Kongreye "müslümanların" da katılması görüşüne gelince, bu, Kongrenin hüviyetine ve karakterine aykırı bir husustur. Zira bu Kongre, (Batı) Trakya'da, Yunanistan'ın diğer bölgelerinde ve dünyanın dört bir yanında yerleşik Trakya Helenizminin sesinin ifadesini buldugu, Helenizmin milli ve dini değerlerinin kararlılıkla ön plana çıkartıldığı, keza Trakya Helen halkının gelenek ve kültürünün korunması dogrultusunda gayretler sarfeden bir kurum olarak teşekkül etmiştir. Tabii ki buna paralel olarak, gerek (Batı) Trakya'dakı, gerekirse diyasporadaki Helenlerin siyasi, sosyal, ekonomik ve kalkınma alanlarındaki talep ve ihtiyaçları da bu kurum vasıtasıyla gündeme getirilmektedir. Zaten bu nedenledir ki, Kongreler, amblem haline gelen Ferecik'teki (Ferre) Panagia Kosmosotira kilisesinde düzenlenen ayinle bağlantılı kılınmıştır. Nitekim aynı nedenle, bir de Dünya Panagia Kosmosotira Dernegi kurulması karara bağlanmış bulunmaktadır.

Kongrelerin temel hedefi, komşularımızın (Batı) Trakya aleyhine olan emrivakilerinin bertaraf edilmesidir, ki, müslüman hemserilerimiz, bu harekete katılma niyet ve arzusu maalesef izhar etmemişlerdir. Bilakis, bu hemşerilerimizin bir bölümü, (Batı) Trakya aleyhine olan Türk emperyalizminin saflarinda yer almaktadırlar.

2.Kongrede, (Batı) Trakya'nın sorunlarına ve bu bölgenin karşı karşıya bulundugu güçlüklere değinilmedi. Bilakis, bazı konuşmacılar ve özellikle de Millet Meclisi Başkanı tarafından, bu tehlikelerin gizlenmesi için gayret sarfedildi. Keza, Türkiye'nin beklenen, ancak, gerçekte mümkün olmayan "AB üyeliğiyle, mevcut sorunların tümünün sihirli değnekle bir çırpıda çözüme kavuşturulacağı" şeklinde yanlış bir izlenim uyandırılma  çalışıldı. Fakat gelin görün ki, Türkiye'nin ahiren Kıbrıs'ın "işgal" altındaki kesimiyle gümrük birliği anlaşması imzalaması ve kadastro çalışmaları bahanesiyle Gökçeada'da Helen mülklerinin tecavüze ugraması gibi gelişmeler, Türk politikasının değişmedigini ve bu konuda iyimserliğin hiç bir şekilde haklı gösterilemeyeceğini kanıtlamıştır. Binaenaleyh, (Batı) "Trakya milli sorunu", Kıbrıs'takinden dahi daha ciddi bir tehlike olmaya devam etmektedir.

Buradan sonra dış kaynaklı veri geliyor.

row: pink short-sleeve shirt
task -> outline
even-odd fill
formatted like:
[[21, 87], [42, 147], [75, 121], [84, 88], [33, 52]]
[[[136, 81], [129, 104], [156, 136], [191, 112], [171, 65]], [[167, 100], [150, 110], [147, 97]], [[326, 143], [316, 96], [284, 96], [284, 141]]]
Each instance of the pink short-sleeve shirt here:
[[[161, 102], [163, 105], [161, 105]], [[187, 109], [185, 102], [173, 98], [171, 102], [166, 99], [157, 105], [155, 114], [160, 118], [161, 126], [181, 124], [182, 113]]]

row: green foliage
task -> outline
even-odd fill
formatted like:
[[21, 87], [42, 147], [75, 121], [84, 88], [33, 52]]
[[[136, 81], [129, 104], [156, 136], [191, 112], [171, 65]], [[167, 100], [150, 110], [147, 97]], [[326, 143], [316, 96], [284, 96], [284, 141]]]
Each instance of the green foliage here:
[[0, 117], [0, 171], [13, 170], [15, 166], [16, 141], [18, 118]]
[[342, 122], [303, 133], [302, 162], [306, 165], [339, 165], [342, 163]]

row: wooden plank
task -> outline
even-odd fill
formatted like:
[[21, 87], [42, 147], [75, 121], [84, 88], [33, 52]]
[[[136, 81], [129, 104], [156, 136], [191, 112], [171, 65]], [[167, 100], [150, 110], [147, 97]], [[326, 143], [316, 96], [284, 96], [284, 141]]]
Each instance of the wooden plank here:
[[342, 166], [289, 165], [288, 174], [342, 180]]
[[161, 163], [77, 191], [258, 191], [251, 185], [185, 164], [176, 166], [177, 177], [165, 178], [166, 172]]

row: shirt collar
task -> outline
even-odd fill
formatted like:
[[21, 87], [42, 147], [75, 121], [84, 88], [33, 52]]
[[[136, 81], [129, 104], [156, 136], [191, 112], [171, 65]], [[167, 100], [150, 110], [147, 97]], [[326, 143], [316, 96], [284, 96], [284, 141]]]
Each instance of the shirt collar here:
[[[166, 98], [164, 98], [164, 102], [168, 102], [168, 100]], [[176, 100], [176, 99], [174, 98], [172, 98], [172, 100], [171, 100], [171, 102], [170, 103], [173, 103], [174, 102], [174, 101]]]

3.Kongre boyunca uygulanan program ve bazılarına gösterilen teveccüh nedeniyle, Kongreye katılan herkesin fikrini söylemesine olanak tanınmamıştır. Böylece (Batı) Trakya bölgesinin önemli sorunları dile getirilememiştir.

4.Organizasyon Komitesinde yer alan üyelerin çoğu, Kongrenin adının, "Dünya Trakya Helenizmi Kongresi" olarak değiştirilmesi yolundaki öneriyi duymazdan/görmezden gelmişlerdir. Oysa biz bu öneriyi IV. Kongreden beri tekrar tekrar dile getirmekteyiz. Sözkonusu önerinin kabul edilmesiyle, Kongrenin karakter ve hüviyeti konusu da kesin çözüme kavuşturulmuş ve bu kurumun normal seyrini sürdürmesi sağlanmış olacaktı.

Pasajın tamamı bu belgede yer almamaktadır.